I am trying to print all the paths of a binary tree. If the method goes left, it should append 0 to the return value. If the method goes right it should append 1 to the return value. The final product should look something like this:

A
B 0
C 00
D 01
E 1

Unfortunately my code is only printing out zeros. I would assume that my method is not going right, but I am unable to determine why. Any help or suggestions would be greatly appreciated. Thanks!

private static String getAllPaths(final BinaryNodeInterface<Character> root)
{   
     String returnVal = "";
     returnVal = privateGetAllPaths(root, returnVal);
     return returnVal;

}
private static String privateGetAllPaths(final BinaryNodeInterface<Character> root, String numbers){
    String returnVal = "";
    String tempVal;
     if (root == null)
         return null;
     if (root != null)
         returnVal +=  root.getData() + numbers + '\n';
    tempVal = privateGetAllPaths(root.getLeftChild(), numbers += 0);
        if(tempVal != null)
          {
           returnVal += tempVal +"0";
            return returnVal;
          }
         tempVal  =  privateGetAllPaths(root.getRightChild(), numbers +=1);
          if(tempVal != null)
           {
            return returnVal;
           }


    return returnVal;
}

Answer 1

You have way to many return statements in your code. And the complete code is a single mess in every way (layout, style, etc.).
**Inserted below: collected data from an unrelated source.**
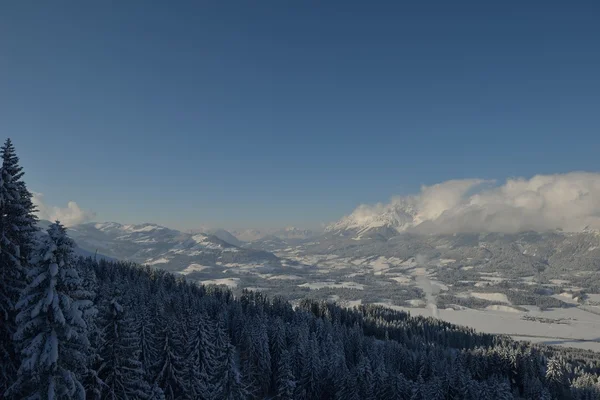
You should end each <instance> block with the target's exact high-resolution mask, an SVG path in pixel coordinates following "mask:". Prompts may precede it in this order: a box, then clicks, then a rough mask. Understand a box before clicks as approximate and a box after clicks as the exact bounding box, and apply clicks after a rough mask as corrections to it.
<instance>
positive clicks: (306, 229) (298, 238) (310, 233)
mask: <svg viewBox="0 0 600 400" xmlns="http://www.w3.org/2000/svg"><path fill="white" fill-rule="evenodd" d="M271 235H272V236H275V237H278V238H280V239H308V238H310V237H313V236H315V233H314V232H313V231H311V230H310V229H300V228H296V227H295V226H288V227H287V228H284V229H280V230H277V231H275V232H273V233H271Z"/></svg>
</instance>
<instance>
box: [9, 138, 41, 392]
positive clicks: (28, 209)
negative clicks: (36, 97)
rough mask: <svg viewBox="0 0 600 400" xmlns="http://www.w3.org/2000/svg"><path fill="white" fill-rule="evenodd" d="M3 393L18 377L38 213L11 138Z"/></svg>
mask: <svg viewBox="0 0 600 400" xmlns="http://www.w3.org/2000/svg"><path fill="white" fill-rule="evenodd" d="M0 155H1V156H2V166H1V167H0V395H1V394H2V393H3V392H4V391H5V390H6V389H7V386H8V383H9V382H12V381H14V379H15V374H16V370H17V367H18V356H17V353H16V349H15V347H14V344H13V342H12V340H11V337H12V335H13V334H14V333H15V330H16V325H15V309H14V306H15V303H16V302H17V300H18V298H19V293H20V291H21V290H22V289H23V287H24V285H25V279H24V274H25V272H26V270H27V267H28V263H29V258H30V256H31V253H32V251H33V248H34V245H35V233H36V230H37V228H36V226H35V223H36V217H35V215H34V211H35V207H34V206H33V202H32V201H31V193H30V192H29V191H28V190H27V187H26V186H25V182H24V181H23V179H22V178H23V171H22V168H21V166H20V165H19V158H18V157H17V155H16V153H15V148H14V146H13V144H12V142H11V141H10V139H7V140H6V142H5V143H4V145H3V146H2V148H1V149H0Z"/></svg>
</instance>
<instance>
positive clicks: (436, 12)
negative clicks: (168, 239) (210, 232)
mask: <svg viewBox="0 0 600 400" xmlns="http://www.w3.org/2000/svg"><path fill="white" fill-rule="evenodd" d="M525 3H526V2H518V1H505V2H482V1H473V2H461V1H453V2H449V1H438V2H435V1H426V2H365V1H356V2H355V1H331V2H315V1H285V2H282V1H261V2H230V1H218V2H217V1H215V2H199V1H189V2H185V1H178V2H166V1H164V2H159V1H137V2H136V1H133V0H132V1H123V2H103V1H100V2H75V1H60V2H10V3H3V4H2V5H1V6H0V72H1V73H0V131H1V132H2V134H3V135H2V136H3V137H6V136H10V137H12V138H13V141H14V142H15V145H16V146H17V150H18V152H19V155H20V157H21V159H22V163H23V165H24V167H25V168H26V173H27V182H28V185H29V188H30V189H31V190H33V191H36V192H41V193H43V194H44V201H45V202H47V203H49V204H52V205H57V206H61V207H64V206H65V205H66V203H67V202H68V201H76V202H77V203H78V204H79V205H80V206H81V207H83V208H86V209H90V210H93V211H95V212H96V214H97V215H96V218H97V219H98V220H117V221H123V222H133V223H136V222H143V221H153V222H158V223H162V224H166V225H170V226H174V227H178V228H185V229H188V228H194V227H197V226H200V225H212V226H223V227H226V228H235V227H259V228H260V227H263V228H264V227H275V226H285V225H292V224H293V225H298V226H303V227H311V226H318V225H319V224H320V223H322V222H329V221H332V220H335V219H337V218H339V217H340V216H342V215H344V214H347V213H349V212H351V211H352V209H353V208H354V207H355V206H356V205H358V204H360V203H373V202H377V201H386V200H387V199H389V198H390V196H392V195H396V194H407V193H414V192H417V191H418V190H419V187H420V186H421V185H423V184H425V185H430V184H433V183H437V182H442V181H445V180H448V179H459V178H470V177H478V178H485V179H498V180H501V181H502V180H504V179H506V178H507V177H514V176H525V177H530V176H532V175H534V174H548V173H561V172H568V171H575V170H586V171H597V170H598V165H599V160H600V73H599V71H600V51H598V46H599V43H600V24H598V19H599V18H600V5H599V3H598V2H596V1H586V2H583V1H582V2H578V1H573V2H566V1H564V2H527V3H528V4H525Z"/></svg>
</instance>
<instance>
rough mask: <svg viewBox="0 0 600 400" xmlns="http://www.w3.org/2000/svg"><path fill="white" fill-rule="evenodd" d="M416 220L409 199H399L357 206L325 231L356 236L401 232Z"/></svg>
mask: <svg viewBox="0 0 600 400" xmlns="http://www.w3.org/2000/svg"><path fill="white" fill-rule="evenodd" d="M417 221H418V210H417V209H416V206H415V204H414V203H413V202H412V201H411V200H410V199H399V200H397V201H394V202H392V203H390V204H386V205H383V204H379V205H377V206H376V207H362V206H361V207H358V208H357V209H356V210H354V212H352V213H351V214H350V215H347V216H345V217H343V218H342V219H340V220H339V221H337V222H335V223H333V224H330V225H329V226H327V228H325V232H326V233H343V232H349V233H353V234H356V236H357V238H360V237H361V236H363V235H365V234H368V233H369V232H373V231H380V232H383V231H388V233H389V232H390V231H391V232H396V233H397V232H402V231H404V230H406V229H407V228H410V227H412V226H414V225H415V224H416V222H417Z"/></svg>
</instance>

public static void listPaths(BinaryNodeInterface<Character> node , StringBuilder builder , String path){
     builder.append('\n');
     builder.append(node.getData());
     builder.append(" " + path);

     if(node.getLeftChild() != null)
          listPaths(node.getLeftChild() , builder , path + "0");

     if(node.getRightChild() != null)
          listPaths(node.getRightChild() , builder , path + "1");
}

public String listPaths(BinaryNodeInterface<Character> node){
     StringBuilder builder = new StringBuilder();
     listPaths(node , builder , "");
     builder.deleteChar(0);//delete first char (useless '\n')
     return builder.toString();
}

Should work like a charm (not tested).

Answer 2

As fabian said you used too many return -s. If your code follows the left link then you return and skip processing a right subtree of the current node.

Additionaly you use += where should be + , thus when you finally go to the right child, the numbers will have the "01" suffix instead of "1".

Test also if numbers + 0 does what you expect (I'm not sure if it is equivalent to numbers + '0' )...